Help Center/ DataArts Fabric/ Developer Guide/ Function Reference/ UDFs/ DataArts Fabric SQL UDF Overview
Updated on 2025-12-19 GMT+08:00

DataArts Fabric SQL UDF Overview

A UDF is a function defined by a user according to a specific requirement, and is used to extend a function of a database or a data processing system. UDFs can perform various operations, such as data transformation, complex computing, and data aggregation. These operations may exceed the capabilities of built-in functions provided by the system.

UDFs are used to:

  • Extended functions: UDFs allow you to extend the functions of the database or data processing system and perform operations that are not supported by built-in functions.
  • Complex computation: UDFs can be used to perform complex mathematical or logical computations that may involve multiple steps and conditions.
  • Data conversion: UDFs can be used for data cleansing and conversion, such as formatting dates, converting strings, or encoding data.
  • Service logic encapsulation: UDFs can encapsulate service logic within functions, making data processing more modular and reusable.
  • Performance optimization: In some cases, complex computational logic can be executed on the database server via UDFs to reduce data transfer and enhance performance.

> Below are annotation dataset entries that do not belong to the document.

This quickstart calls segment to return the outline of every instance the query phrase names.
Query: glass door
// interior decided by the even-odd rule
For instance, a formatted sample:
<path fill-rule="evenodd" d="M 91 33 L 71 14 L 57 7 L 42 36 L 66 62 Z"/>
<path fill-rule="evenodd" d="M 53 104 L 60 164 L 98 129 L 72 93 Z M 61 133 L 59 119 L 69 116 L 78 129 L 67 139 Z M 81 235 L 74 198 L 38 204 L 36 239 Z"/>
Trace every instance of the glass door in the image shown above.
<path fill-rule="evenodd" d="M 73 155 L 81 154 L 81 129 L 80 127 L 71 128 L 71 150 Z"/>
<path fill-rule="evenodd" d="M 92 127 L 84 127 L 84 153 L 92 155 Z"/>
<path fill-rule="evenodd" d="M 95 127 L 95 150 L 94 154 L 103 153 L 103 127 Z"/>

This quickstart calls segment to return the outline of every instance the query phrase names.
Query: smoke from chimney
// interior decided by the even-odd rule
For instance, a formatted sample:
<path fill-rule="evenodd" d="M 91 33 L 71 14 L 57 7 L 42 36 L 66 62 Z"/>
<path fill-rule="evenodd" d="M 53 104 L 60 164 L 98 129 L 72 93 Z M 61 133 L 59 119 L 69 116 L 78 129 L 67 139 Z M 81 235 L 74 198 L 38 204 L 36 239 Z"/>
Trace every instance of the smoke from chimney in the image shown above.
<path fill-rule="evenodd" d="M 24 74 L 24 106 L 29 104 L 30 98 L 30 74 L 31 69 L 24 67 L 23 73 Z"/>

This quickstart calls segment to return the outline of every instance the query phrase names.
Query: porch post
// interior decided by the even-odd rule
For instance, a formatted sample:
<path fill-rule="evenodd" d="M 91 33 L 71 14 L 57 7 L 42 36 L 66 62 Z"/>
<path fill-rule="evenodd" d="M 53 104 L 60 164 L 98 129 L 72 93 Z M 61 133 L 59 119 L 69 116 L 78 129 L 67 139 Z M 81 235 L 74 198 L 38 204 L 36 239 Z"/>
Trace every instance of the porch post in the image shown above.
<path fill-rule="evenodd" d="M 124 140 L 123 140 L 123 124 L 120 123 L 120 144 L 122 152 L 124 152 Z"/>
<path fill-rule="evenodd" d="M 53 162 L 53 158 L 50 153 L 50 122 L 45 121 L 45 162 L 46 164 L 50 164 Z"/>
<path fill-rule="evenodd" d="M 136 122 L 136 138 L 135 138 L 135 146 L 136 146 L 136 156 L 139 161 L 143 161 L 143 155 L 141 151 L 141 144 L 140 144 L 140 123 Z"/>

From a typological perspective, UDFs include the following three main types:

Table 1 UDF types

UDF Type

Input Value

Return Value

Description

Scalar UDF

Single row of data

A scalar value

A scalar UDF processes a single row of database input and returns a scalar value. Each row is processed independently without relying on other rows' data. This type of function is ideal for scenarios requiring specific computations or transformations on individual records. The introduced scalar UDF feature enables you to perform these computations or transformations directly within the database using Python syntax.

Aggregate UDF (UDAF)

Multiple rows of data

An aggregated value

UDAF is a type of user-defined aggregate function. The input to a UDAF is a set of data rows, and the output is a single result value obtained by aggregating the entire dataset. UDAFs are commonly used for tasks like grouping statistics and aggregate calculations across datasets.

Table-valued UDF (UDTF)

Single row of data

Multiple rows of results

A UDTF takes one row of input and outputs a table containing multiple rows and columns. UDTFs are typically used for generating new rows, expanding data, or parsing multi-value fields.

Constraints

  • UDFs can be programmed only in Python.
  • Default values cannot be set for UDF parameters. Additionally, if a function is created with precision specified for its parameters or return value, no precision validation will be performed.
  • Function overloading is not supported.